Geschrieben von Andreas Riklin | 28.06.2023 12:38:37

Monoklonale Antikörper – ein starker Wachstumsmarkt

Im Jahr 2021 wurde der weltweite Markt für monoklonale Antikörper auf 186 Mrd. USD geschätzt. Der nordamerikanische Markt für monoklonale Antikörper mit einem Marktanteil von 46,2 % expandierte auch im Jahr 2022 weiter. Laut einem Bericht von Future Market Insights (FMI) wird die weltweite Nachfrage nach monoklonalen Antikörpern im Prognosezeitraum zwischen 2022 und 2032 mit einer Compound Annual Growth Rate (CAGR) von 12 % steigen und im Jahr 2032 insgesamt 647,01 Mrd.
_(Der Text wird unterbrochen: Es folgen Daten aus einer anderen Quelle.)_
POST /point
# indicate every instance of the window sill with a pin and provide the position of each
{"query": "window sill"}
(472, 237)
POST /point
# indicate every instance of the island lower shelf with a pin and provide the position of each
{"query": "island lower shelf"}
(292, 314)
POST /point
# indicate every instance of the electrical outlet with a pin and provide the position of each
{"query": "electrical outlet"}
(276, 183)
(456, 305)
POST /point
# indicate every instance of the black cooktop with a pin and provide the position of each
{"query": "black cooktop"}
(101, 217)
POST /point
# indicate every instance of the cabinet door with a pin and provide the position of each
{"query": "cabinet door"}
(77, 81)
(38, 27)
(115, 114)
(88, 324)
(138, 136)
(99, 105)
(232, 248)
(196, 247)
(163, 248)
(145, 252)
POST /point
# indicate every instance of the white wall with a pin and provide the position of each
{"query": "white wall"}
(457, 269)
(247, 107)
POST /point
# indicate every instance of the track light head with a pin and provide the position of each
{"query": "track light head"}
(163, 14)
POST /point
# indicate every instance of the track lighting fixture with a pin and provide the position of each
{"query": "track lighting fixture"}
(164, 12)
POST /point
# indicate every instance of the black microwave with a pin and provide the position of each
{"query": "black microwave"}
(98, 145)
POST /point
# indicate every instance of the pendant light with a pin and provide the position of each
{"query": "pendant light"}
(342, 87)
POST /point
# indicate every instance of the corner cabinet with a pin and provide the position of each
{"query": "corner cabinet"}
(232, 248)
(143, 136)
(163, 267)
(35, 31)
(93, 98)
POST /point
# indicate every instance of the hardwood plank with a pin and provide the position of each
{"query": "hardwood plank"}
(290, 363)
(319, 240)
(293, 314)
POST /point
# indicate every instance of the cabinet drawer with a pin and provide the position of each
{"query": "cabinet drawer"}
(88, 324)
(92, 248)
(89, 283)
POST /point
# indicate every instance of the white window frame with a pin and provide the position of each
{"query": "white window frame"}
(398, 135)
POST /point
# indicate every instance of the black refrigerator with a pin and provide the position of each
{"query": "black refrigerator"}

USD erreichen 3. Um die steigende Nachfrage nach therapeutischen rekombinanten Proteinen zu decken, ist die Entwicklung und Verbesserung zuverlässiger Technologien für deren effiziente Produktion unabdingbar.

Expressionssysteme für monoklonaler Antikörper

Mit dem Aufkommen der rekombinanten DNA-Technologie in den 1970er Jahren wurde das erste rekombinante therapeutische Protein Humulin® (Humaninsulin) aus Escherichia coli exprimiert 4. Die Hauptvorteile der rekombinanten DNA-Technologie sind die sichere und kostengünstige Expression menschlicher Proteine in Wirtsorganismen mit reduzierter Immunogenität und die Expression modifizierter Proteinvarianten mit verbesserter Funktion und Spezifität, was insgesamt zu zuverlässigeren Produkten führt 5. Rekombinante Proteintherapeutika werden entweder durch prokaryotische oder eukaryotische Expressionssysteme hergestellt. Zu den zugelassenen zellulären Wirtssystemen für die heterologe Proteinexpression gehören beispielsweise Escherichia coli, Saccharomyces cerevisiae, Ovarialzellen des chinesischen Hamsters (CHO), Nierenzellen des Babyhamsters, menschliche embryonale Nierenzellen, menschliche Netzhautzellen und die Maus-Myelomzelllinien NS0 und Sp2/0 2,6.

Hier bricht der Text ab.